Reconnu avant tout comme spécialiste
de la musique ancienne et de la musique de chambre, David Jacques est
membre de l’Ensemble Caprice, et joue régulièrement avec les Violons
du Roy et Les Voix Baroques, entre autres. Et si on l'entend le plus
souvent à la guitare classique ou baroque, au luth ou au théorbe,
il gratte aussi volontiers de la guitare électrique !
Sur disque, le musicien a participé
à plus de trente enregistrements (huit en solo) comprenant deux coffrets.
Les abonnés de La Scena Musicale peuvent l’écouter sur le
CD découverte de ce mois-ci.
Pédagogue
Comme si les quelque 250
concerts par an qu’il donne ici et à l’étranger depuis dix ans
ne suffisaient pas à l’occuper, David Jacques est aussi professeur.

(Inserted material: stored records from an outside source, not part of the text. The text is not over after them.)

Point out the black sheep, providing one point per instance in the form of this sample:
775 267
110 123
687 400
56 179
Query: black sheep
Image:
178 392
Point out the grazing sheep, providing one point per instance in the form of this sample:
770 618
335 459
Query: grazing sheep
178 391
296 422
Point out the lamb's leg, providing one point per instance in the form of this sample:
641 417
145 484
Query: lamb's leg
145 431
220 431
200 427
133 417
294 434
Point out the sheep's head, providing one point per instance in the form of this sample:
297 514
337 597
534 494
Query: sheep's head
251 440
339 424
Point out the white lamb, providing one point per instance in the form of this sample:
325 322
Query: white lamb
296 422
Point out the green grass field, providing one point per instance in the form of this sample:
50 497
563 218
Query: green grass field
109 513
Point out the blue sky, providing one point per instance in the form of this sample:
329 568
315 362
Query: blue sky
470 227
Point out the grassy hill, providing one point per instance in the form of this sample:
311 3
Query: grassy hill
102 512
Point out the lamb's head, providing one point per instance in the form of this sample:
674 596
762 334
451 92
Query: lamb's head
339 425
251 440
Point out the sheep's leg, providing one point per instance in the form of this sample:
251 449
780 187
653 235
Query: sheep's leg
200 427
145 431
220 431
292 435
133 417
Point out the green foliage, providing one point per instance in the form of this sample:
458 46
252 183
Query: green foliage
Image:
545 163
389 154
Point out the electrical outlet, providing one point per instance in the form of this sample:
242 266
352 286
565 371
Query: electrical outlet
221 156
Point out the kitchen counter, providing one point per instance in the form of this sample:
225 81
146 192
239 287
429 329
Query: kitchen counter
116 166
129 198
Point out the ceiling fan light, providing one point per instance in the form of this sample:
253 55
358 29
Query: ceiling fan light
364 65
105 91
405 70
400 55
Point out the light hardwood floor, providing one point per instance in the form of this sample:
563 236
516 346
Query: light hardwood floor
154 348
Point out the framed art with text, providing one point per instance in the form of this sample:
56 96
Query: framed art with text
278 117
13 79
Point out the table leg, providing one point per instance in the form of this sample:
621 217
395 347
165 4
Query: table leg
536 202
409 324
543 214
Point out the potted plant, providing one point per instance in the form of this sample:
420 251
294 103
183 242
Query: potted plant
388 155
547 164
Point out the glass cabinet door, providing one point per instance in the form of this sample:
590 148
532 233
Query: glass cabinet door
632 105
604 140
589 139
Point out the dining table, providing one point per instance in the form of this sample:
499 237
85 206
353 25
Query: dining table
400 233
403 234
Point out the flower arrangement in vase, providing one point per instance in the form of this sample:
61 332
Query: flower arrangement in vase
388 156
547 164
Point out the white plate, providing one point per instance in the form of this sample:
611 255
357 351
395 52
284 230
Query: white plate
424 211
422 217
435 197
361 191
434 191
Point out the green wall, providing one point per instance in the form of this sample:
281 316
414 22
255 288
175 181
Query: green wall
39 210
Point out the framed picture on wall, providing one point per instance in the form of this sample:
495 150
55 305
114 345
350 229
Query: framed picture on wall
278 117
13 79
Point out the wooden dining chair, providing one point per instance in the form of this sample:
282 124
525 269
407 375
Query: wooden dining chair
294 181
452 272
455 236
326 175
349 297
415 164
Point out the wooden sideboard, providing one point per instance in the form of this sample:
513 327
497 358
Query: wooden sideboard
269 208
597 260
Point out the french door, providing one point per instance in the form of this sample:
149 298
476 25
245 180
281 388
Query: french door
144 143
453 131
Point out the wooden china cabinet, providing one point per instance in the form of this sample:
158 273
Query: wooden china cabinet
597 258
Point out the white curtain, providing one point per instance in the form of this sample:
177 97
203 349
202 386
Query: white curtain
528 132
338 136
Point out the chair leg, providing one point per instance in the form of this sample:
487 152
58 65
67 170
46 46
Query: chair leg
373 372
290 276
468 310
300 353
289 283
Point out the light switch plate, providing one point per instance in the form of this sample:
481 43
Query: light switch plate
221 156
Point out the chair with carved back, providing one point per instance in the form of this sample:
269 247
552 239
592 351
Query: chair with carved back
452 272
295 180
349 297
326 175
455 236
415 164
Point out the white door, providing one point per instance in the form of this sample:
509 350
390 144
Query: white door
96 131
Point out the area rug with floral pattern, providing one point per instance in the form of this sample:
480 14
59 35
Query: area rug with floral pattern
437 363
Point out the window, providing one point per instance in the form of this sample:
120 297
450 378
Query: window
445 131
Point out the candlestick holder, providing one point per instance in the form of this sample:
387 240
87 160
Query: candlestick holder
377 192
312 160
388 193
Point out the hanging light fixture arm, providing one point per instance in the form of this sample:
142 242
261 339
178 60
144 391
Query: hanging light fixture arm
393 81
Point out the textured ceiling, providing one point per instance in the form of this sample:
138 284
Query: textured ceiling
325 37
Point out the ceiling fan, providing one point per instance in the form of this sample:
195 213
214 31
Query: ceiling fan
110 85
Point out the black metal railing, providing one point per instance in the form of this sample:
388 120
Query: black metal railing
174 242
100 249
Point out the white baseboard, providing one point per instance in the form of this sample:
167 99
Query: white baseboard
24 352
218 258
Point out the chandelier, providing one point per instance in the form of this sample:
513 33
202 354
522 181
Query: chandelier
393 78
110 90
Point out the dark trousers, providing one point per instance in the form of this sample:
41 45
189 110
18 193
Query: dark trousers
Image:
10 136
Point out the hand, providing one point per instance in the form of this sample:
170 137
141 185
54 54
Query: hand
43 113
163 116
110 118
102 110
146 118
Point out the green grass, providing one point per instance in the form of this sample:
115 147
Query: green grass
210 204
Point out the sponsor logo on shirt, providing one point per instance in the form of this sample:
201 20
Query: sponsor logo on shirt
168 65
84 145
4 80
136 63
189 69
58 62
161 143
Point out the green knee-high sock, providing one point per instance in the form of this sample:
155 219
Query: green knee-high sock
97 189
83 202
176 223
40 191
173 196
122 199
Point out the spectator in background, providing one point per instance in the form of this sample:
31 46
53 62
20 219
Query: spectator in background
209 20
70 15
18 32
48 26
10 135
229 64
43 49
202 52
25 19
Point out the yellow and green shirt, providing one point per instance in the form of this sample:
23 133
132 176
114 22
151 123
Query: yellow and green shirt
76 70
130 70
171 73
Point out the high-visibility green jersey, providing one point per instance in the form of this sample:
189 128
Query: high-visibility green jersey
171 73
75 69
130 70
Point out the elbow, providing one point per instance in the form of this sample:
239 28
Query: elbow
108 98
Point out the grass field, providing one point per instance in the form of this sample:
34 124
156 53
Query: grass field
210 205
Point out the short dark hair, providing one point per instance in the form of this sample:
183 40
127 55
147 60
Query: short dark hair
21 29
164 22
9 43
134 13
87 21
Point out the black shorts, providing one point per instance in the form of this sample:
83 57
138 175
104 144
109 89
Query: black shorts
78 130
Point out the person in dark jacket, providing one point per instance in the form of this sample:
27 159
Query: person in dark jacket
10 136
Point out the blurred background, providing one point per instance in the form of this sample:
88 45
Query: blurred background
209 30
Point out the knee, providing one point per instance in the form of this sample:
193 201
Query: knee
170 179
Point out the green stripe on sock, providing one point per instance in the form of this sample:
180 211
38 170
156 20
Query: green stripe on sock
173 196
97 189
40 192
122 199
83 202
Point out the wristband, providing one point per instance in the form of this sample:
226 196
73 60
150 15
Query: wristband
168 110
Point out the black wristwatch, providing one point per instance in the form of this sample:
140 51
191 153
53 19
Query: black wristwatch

Il enseigne au département de musique du Cégep de Sainte-Foy et à
la Faculté de musique de l’Université Laval. «
Il y a quelques années, j’ai toutefois choisi d’enseigner à mi-temps,
précise-t-il. Quand je donne un concert à l’extérieur, je prends
l’avion le vendredi et je reviens le dimanche. La plupart du temps,
mes étudiants n’en souffrent pas trop. En fait, ils bénéficient
de ces voyages, car j'en rapporte toujours du nouveau répertoire. »
Depuis toujours, ce sont des guitaristes
qui écrivent pour la guitare. David Jacques, lui, réserve la composition
pour ses vieux jours. « Cependant, je fais beaucoup d’arrangements
pour les Productions d’Oz, à Saint-Romuald, le plus important éditeur
de musique de guitare au monde. Mon travail rayonne de cette façon
dans plusieurs pays. »
L’interprète
Le monde de la guitare évolue un peu en marge du reste du monde
musical, avec ses propres sociétés, concerts et concours. Mais ces
activités ont tendance à attirer davantage les guitaristes que le
grand public, ce que regrette David Jacques. « J’aime sortir de notre
cadre habituel en jouant de la musique de chambre, dit-il. À mon sens,
la guitare y a vraiment sa place à côté des autres instruments. Par
exemple, en baroque, j’assure généralement la partie du continuo.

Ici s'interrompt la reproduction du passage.